Homogeneity Index for PTVwholebrain was superior in Synergy plans compared to Halcyon plans for both target structures (PTVwholebrain and PTV metastases) with 0.36 ± 0.05 versus 0.51 ± 0.04, respectively 0.04 ± 0.01 versus 0.02 ± 0.01. Conformity Index for PTVwholebrain was superior with Synergy plans with 0.58 ± 0.18 versus 0.30 ± 0.09 for Halcyon plans, but slightly more favourable with Halcyon plans for PTVmetastases with 0.69 ± 0.15 versus 0.68 ± 0.14. Gradient index was superior with Synergy plans 4.8 ± 21.68 versus 5.60 ± 1.95 for Halcyon plans. See Table 3 for an overview on HI, CI and GI. Average dose-volume histogram for both linacs is illustrated in Fig. 4.

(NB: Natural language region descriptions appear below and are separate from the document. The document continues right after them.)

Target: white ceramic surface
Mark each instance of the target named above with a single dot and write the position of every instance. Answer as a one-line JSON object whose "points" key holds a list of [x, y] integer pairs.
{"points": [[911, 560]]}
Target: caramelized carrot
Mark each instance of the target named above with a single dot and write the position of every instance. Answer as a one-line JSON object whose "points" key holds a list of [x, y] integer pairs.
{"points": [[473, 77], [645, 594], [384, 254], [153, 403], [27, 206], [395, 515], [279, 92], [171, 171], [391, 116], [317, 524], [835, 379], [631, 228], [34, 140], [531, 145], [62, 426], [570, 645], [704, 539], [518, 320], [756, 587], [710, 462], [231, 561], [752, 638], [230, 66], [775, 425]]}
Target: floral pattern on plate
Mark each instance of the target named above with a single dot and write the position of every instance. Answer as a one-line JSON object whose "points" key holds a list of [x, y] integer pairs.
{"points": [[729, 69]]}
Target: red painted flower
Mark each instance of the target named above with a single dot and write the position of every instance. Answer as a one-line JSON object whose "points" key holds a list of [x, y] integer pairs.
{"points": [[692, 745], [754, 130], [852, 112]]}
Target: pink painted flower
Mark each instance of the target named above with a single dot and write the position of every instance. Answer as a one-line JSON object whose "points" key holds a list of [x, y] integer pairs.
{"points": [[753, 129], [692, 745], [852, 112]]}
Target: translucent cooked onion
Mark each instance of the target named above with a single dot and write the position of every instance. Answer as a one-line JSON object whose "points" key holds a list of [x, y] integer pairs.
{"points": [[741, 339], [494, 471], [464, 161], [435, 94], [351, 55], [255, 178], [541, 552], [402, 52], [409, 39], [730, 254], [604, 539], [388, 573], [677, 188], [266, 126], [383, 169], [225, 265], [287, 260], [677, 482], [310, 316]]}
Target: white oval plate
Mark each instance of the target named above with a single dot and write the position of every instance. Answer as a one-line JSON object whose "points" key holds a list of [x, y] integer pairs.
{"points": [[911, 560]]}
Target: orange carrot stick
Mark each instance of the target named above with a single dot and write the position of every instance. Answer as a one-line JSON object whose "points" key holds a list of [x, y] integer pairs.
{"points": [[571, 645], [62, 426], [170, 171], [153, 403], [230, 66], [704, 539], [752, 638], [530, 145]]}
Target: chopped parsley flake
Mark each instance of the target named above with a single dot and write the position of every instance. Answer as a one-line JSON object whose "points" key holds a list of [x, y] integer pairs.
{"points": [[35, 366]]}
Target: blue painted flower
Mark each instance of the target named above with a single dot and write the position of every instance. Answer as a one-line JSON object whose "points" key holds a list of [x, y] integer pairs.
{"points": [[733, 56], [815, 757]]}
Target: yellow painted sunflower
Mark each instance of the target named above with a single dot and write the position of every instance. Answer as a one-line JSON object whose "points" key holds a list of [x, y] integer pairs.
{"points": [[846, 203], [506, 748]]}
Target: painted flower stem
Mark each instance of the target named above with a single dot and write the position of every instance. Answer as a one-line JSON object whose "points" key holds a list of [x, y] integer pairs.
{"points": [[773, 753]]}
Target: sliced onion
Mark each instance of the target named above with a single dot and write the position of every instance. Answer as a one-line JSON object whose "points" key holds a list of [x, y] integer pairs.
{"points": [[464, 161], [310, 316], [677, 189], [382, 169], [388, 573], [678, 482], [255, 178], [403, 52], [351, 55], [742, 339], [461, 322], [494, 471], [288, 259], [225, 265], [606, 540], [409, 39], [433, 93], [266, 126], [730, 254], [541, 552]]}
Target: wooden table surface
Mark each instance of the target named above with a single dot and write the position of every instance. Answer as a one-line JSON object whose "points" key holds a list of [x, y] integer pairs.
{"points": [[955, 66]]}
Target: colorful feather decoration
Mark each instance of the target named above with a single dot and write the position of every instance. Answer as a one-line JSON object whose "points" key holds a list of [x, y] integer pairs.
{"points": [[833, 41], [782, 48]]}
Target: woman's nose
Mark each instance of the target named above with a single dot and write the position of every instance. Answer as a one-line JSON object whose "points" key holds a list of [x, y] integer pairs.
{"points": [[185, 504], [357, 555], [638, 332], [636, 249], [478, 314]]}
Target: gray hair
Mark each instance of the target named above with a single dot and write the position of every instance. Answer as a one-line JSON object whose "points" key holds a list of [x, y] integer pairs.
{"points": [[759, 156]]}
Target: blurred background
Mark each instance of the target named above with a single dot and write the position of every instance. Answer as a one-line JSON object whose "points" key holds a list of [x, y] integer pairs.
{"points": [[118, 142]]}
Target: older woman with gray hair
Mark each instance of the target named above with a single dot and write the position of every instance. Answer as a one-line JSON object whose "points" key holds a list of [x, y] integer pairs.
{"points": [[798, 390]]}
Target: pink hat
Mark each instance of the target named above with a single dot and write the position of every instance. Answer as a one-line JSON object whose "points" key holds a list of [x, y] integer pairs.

Hippocampal avoidance radiotherapy was initially investigated in RTOG trial 0933 by Gondi et al. . Its association with preservation of memory and quality of life was then further evaluated with the phase III randomized CC001 trial . CC001 phase III trial randomized 518 patients to HA-WBRT plus memantine or conventional WBRT plus memantine. Primary endpoint was the time to cognitive function failure, defined as decline using a reliable change index in a large panel of neurocognitive tests. Deterioration in executive function at 4 months and learning and memory at 6 months was significantly better in HA-WBRT. In addition, patients receiving HA-WBRT and memantine reported less fatigue, less difficulty with remembering things and fewer cognitive symptoms as well as less difficulty with speaking. Besides promising results on hippocampal avoidance radiotherapy, other studies emphasized the value of dose escalation with simultaneous integrated boost to visible brain metastases compared to conventional WBRT which has been associated with improved local tumor control and even overall survival, at least in a subgroup presenting with limited brain metastases [19, 20]. To date, several data of non-randomized trials favor the integration of both - hippocampal avoidance as well as the integration of a concurrent boost [10, 21]. Both strategies, meaning dose escalation for improved local tumor control and preservation of cognitive function with hippocampal sparing, are fundamentally reflected in the concept of HA-WBRT+SIB. Nevertheless, the benefit of HA-WBRT has also been questioned in a recent study evaluating HA-WBRT in prophylactic irradiation of patients with small-cell lung cancer where a lower probability of cognitive decline could not be demonstrated . Thus, premature conclusions for the optimal therapy in multiple brain metastases actually can not be drawn as data on randomized comparison of HA-WBRT with stereotactic radiotherapy in multiple brain metastases is still pending.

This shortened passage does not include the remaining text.